Я удивленно открыл рот. Имя, знакомое со школьной скамьи. Левенгук. Отец микробиологии. Человек, первым узревший кишащий жизнью мир в капле воды. Гений-одиночка, в пыльной мастерской создававший линзы такой мощи, что они на столетия опередили свое время. Я-то думал, он давно стал историей. Оказалось — нет. Он здесь. Рядом.
— Остерман… — я поднял на него глаза. — Ты хоть понимаешь, кого нашел?
Он непонимающе моргнул.
— Это… — я вскочил, охваченный азартом. — Это Колумб, открывший целую невидимую вселенную! Его «стеклышки», как ты выразился, стоят дороже любого алмаза!
Я начал мерить шагами тесный отсек, лихорадочно соображая. Остерман смотрел на меня как на умалишенного.
— Оптика, Генрих Андреевич! — выпалил я. — Его линзы дают увеличение в сотни раз!
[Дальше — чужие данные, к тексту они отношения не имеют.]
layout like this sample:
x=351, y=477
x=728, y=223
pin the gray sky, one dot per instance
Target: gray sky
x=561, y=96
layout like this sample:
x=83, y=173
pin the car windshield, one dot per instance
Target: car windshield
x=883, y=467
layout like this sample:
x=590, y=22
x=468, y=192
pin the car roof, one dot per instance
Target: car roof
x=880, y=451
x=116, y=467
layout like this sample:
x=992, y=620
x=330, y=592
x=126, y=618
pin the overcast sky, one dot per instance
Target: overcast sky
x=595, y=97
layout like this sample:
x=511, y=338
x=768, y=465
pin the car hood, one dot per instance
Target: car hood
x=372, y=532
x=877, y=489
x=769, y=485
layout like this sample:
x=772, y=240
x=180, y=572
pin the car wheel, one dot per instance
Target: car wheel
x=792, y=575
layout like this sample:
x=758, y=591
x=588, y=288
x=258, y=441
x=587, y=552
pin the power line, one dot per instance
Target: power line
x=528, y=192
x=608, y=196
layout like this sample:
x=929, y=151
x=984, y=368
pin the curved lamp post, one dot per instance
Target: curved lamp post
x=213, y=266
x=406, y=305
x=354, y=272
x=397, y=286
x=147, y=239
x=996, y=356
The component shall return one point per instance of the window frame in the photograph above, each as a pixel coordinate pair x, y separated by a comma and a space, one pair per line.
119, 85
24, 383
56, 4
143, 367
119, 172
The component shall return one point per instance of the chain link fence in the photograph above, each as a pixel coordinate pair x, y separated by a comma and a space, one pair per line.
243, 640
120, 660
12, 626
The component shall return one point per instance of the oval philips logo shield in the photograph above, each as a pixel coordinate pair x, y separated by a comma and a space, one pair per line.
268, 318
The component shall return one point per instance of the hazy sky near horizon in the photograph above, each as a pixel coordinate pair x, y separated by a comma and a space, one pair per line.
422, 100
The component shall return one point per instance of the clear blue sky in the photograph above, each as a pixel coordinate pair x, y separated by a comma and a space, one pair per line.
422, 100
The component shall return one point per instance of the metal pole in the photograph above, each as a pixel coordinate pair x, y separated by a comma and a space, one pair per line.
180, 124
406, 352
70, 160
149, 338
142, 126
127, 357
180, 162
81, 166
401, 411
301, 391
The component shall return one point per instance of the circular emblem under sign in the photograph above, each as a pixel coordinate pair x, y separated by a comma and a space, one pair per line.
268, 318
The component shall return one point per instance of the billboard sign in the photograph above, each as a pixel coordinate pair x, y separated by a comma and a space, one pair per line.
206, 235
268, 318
Понимаешь, что это значит? Это прицелы для «СМок», чтобы бить белку в глаз за триста шагов! Да тут СМ-3 уже можно сделать. Это телескопы для флота, чтобы видеть вражеский парус за горизонтом! Это микроскопы для нашей Академии, которые оставят далеко позади и Лондон, и Париж! Этот старик в одиночку держит ключ к технологическому господству на ближайшие сто лет!
Остерман сглотнул. Он явно не ожидал такой реакции.
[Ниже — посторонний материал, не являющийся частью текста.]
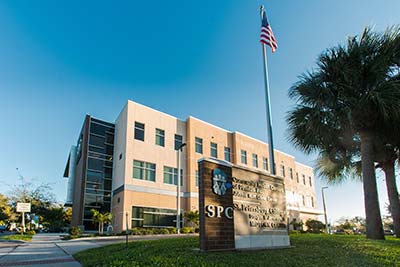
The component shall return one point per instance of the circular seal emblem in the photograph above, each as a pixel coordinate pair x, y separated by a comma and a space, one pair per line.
220, 184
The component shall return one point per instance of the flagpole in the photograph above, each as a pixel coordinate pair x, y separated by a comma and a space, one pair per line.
268, 105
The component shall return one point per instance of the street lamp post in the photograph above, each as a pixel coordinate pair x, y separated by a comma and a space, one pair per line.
178, 189
323, 203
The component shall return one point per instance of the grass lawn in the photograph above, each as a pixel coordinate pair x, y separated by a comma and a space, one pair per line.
17, 237
309, 250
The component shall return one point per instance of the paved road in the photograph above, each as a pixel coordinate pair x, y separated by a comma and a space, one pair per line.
50, 250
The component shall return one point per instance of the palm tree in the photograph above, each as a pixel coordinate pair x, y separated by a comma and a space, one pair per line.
387, 154
101, 218
354, 89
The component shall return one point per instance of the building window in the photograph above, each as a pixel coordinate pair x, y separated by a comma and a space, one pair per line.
144, 170
139, 131
178, 141
213, 150
153, 217
160, 137
227, 154
243, 156
283, 170
171, 176
255, 161
265, 164
199, 145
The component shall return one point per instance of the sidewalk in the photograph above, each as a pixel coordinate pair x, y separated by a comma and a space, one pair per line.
43, 250
50, 250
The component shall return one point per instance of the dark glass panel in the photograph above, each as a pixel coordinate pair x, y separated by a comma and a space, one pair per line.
107, 184
96, 140
95, 177
109, 150
150, 219
107, 172
137, 212
95, 164
110, 138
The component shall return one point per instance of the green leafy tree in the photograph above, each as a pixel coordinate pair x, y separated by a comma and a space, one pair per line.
193, 217
315, 226
353, 91
6, 211
101, 218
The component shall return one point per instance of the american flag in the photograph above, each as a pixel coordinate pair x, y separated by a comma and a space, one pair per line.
267, 35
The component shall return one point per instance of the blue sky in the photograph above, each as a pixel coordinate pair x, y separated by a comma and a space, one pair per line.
61, 60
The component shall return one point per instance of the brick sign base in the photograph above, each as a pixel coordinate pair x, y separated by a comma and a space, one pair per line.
240, 208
— Так в чем проблема? — спросил я, уже зная ответ. — Он не продает?
— Эм-м, — Остерман снова указал на досье. — Он ничего не хочет. Не продает свои лучшие инструменты. Никогда и никому. Ни за какие деньги. Он не ученый. Он ремесленник, презирающий академиков, считающий их болтунами. Не доверяет никому, особенно знати и военным. А главное, — Остерман поднял на меня свои бесцветные глаза, — он никому не раскрывает секрет шлифовки. Никому.
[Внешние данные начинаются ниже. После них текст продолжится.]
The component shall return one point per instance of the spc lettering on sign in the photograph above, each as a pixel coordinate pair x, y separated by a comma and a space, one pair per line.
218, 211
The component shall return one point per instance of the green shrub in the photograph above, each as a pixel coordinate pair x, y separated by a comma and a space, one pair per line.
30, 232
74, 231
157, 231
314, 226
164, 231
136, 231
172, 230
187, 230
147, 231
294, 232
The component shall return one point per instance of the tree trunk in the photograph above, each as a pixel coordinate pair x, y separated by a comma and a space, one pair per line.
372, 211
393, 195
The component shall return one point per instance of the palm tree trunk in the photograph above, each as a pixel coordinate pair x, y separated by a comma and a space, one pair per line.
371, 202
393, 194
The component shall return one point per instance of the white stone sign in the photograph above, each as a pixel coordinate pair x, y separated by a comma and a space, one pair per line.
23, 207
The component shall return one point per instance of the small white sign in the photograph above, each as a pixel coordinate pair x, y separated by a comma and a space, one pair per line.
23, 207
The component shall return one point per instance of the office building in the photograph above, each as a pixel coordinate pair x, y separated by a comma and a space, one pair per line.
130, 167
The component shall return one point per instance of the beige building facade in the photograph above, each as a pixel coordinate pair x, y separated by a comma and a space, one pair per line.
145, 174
Я медленно опустился на стул. Картина прояснялась. Передо мной был гений-одиночка, который скорее унесет свой главный секрет в могилу, чем поделится им с миром.
— Прямой подход исключен, — констатировал я. — Если к нему явится «Петровский Мясник» с кошельком в одной руке и военным контрактом в другой, он даже на порог не пустит.
Весь вечер я провел над его биографией. И чем больше читал, тем яснее становилось — это философия. Он не прятал секрет из жадности, он защищал его, защищал от тех, кто мог его опошлить, исказить, превратить в инструмент власти. Он был стражем у врат в свой микроскопический рай и пускал туда только достойных.
Значит, и прийти к нему нужно не как покупатель. И не как генерал. А как равный. Как другой мастер, который тоже верит только своим рукам.
Но что я мог ему показать? Чертежи «Бурлака»? Он сочтет их дьявольской машиной. Кофеварку? Игрушкой для аристократов. Нужно было нечто другое, что заставит его увидеть во мне исследователя.
Я перебирал в уме все, что у нас есть. Идея пришла неожиданно.